The EESC is concerned to note the euro area's economic downturn and the gradual end to a fall in unemployment, wedded to the persistent higher incidence of risk factors affecting economic performance. It is the European Green Deal that the EESC sees as the backbone of the future EU and euro-area economic configuration – the potential start of a fundamental change and a turning point. If managed successfully, it could move Europe up a gear economically and socially; if not, its failure could fatally jeopardise the integrity of the EU.
The EESC welcomes the reforms aimed at increasing high-quality investment and productivity growth, inclusiveness and institutional quality, and to ensure macro-financial stability and sound public finances. The EESC also welcomes the recognition of the need for investment focused on education and training and the need to strengthen the EU’s social dimension. However, it remains to be specified how these objectives are to be achieved. The EESC underlines that progress is very slow and proposals often rather modest in areas where new policies have been proposed, including fair taxation, the banking union and the functioning of the euro area. Moreover, the EESC recognises the importance of addressing climate change but measures so far adopted remain insufficient.
The EESC believes that income and wealth inequalities in the EU have become economic and social challenges that should be addressed with appropriate measures at national level and with the support of EU-level action.
A well-functioning system of social transfers and social assistance is thus needed. Fiscal redistribution should to a large extent complement the gaps in the market system. Public assets (social infrastructure, facilities for services in the public interest, etc.) should be developed as a means of addressing inequalities. And fiscal income should be shifted from labour-based taxation towards a more wealth-based one, with taxation on inheritance and capital income. Overall, Intensive economic growth is key to reducing poverty and wealth inequalities.
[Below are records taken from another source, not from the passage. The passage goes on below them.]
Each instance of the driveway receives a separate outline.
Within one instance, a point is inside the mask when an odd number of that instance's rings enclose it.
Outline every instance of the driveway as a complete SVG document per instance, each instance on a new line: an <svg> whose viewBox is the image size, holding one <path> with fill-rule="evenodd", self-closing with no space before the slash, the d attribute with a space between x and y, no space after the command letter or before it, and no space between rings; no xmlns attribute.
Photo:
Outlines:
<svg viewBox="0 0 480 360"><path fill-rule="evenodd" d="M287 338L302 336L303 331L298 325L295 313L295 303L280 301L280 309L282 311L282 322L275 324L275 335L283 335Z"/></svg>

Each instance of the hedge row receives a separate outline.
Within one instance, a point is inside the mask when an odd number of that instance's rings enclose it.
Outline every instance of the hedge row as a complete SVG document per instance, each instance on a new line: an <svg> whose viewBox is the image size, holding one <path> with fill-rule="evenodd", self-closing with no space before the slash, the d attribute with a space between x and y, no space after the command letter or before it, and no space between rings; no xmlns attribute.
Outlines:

Competitiveness is not an end in itself. It is only a sensible objective if it improves people's well-being in practice. The EESC therefore recommends that an updated definition of competitiveness ("competitiveness 2.0") be used in future, taking into account "the ability of a country to deliver the beyond-GDP goals for its citizens". The EESC urges that future discussions refer not to "competitiveness boards" but to "boards for competitiveness, social cohesion and sustainability". The EESC asks the Commission to present concrete proposals on how the following necessary requirements with regards to these boards can be safeguarded: accountability, legitimacy and transparency; representation of balanced unbiased expertise; non-binding character of proposals of the boards; inclusion of the dual role of wages, both as a cost factor and as the main determinant of domestic demand.